People always say dogs have keen tracking abilities, but no one ever expects they can find their way back home from farther than down the street.
Taz, a Jack Russell terrier, is held by owner Connie Stewart after being brought home from Columbia County Animal Care and Control. Taz escaped from Stewart's son's home in south Augusta, where he was staying while Stewart was on vacation. He was found in his old neighborhood in Martinez.
Photo by Jim Blaylock
Taz proved them wrong.
Connie Stewart left her 2-year-old Jack Russell terrier, Taz, with her son off Sibley Road while she went to the mountains with family a couple of weeks ago.
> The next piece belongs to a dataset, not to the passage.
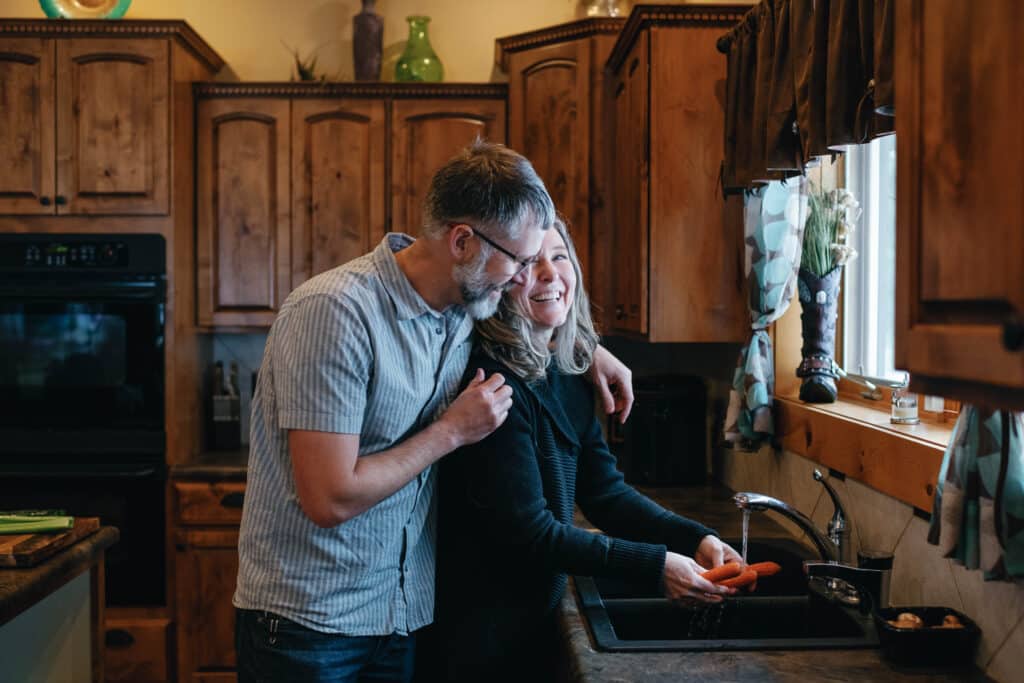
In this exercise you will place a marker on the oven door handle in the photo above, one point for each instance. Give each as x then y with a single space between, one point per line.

Taz has escaped before - jumping the chain-link fence at Stewart's home - and a screened-in porch at her son's home wasn't going to keep him in.
Travis, Stewart's son, called his aunt, Stewart's sister, in the mountains and the two tried to hide the fact Taz was missing.
But, Stewart knew something was wrong and demanded to know, she said.
"I busted out crying that night," Stewart said. "I was so worried. I was a nervous wreck all the way back. I had everybody crossing their fingers during the drive back home."
Though the neighborhood had already been searched, Stewart searched again Monday evening when she returned to town to no avail. She fully expected to find the 20-pound dog on the front porch of her Evans home near on Highview Way near Blanchard Park, when she returned.
But he was not there either.
"I somehow knew in my heart he was not gone forever," Stewart said. "We were only temporarily separated. I knew he would be back."
Stewart called a veterinarian to get the phone number for Richmond County Animal Control Tuesday morning. She also got the number for Columbia County just in case.
Taz wasn't at the Richmond shelter. But he was at Columbia County Animal Care and Control - he'd been found Taz near Westmont Elementary, where Richard and Connie Stewart had moved from only three months earlier.
Stewart rushed out to pick him up, though she still had to pay the $35 to do so. She saw him in the kennels to be sure it Taz before handling the paperwork.
"I do not know who was worse about trying to get to each other - me or him," Stewart said. "I never thought I would become attached to him like I have."
Apparently, Taz was seen near Sibley Road the morning after he escaped and by a child near Westmont Elementary later that afternoon, where a resident called Animal Care and Control. To get to Westmont, Taz had to travel approximately 11 miles and cross over Interstate 20 and under Bobby Jones Expressway, Stewart said.
"When Taz has his mind after something, he does not stop for anything. When we got home, he was so tired," Stewart said. "I gave him a bath. He would not leave my side - track for track. He would not eat. He just slept."
Stewart had a notion that Taz had been home before taking off to the previous Westmont Drive home because a bag of fish food and dog treats she left on the porch were scattered around the yard as was some garbage, which is not normal.
Taz's demeanor has changed a little since his escapades around town. He does not like to be separated from Stewart. He follows her from room to room and tries to follow out the door.
"He is a special dog," Stewart said. "I do not know if I have the heart to go off and leave him again."